Noam Chomsky, renowned intellectual and political activist, declared his support for the UA chapter of No Más Muertes/No More Deaths and its campaign against the UA’s business contracts with the Caterpillar (CAT) and Motorola corporations at a press conference on Tuesday.
The organization has been pressuring the university for the past three years to terminate its relationship with the two companies on account of their involvement in military activities in Palestine and Israel, according to the student organization.
In March 2009, Human Rights Watch publicized that, by providing military technology like drones and bulldozers, Motorola and CAT assisted Israeli forces during the country’s Gaza invasion in 2008 and 2009, which resulted in 1,400 Palestinian deaths. UA No Más Muertes/No More Deaths claims that the companies’ products have also been used to commit human rights violations along the U.S./Mexico border.
“There’s no question that all of this is illegal,” Chomsky said. “It is the right, in fact the responsibility, of the students to publicize any possible violations committed by the UA in its corporate partnership with CAT and Motorola in order to expose U.S. crimes taking place in Israeli-occupied Palestine and along the U.S./Mexico border,” Chomsky said in an advance statement.

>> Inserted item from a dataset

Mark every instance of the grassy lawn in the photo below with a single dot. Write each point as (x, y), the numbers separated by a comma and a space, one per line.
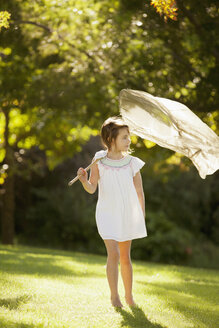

Motorola has been providing communication technology to the University of Arizona Police Department since 1999, and CAT took out a contract with the university concerning software in the College of Engineering in 2004, according to UA No Más Muertes/No More Deaths.
The UA’s partnerships with the corporations were first publicized in a Daily Wildcat article in April of 2009. Since then, UA No Más Muertes/No More Deaths has begun a UA Company Boycott/Divestment Campaign, which demands that the UA end its contracts with the companies.
“We’re not sitting around and thinking about this life and death matter. We’re acting,” said Gabriel M. Schivone, a former Daily Wildcat writer who reported on the relationship.
The UA maintains its ties to the corporations today, and President Eugene Sander did not respond to the organization’s invitation to Tuesday’s conference.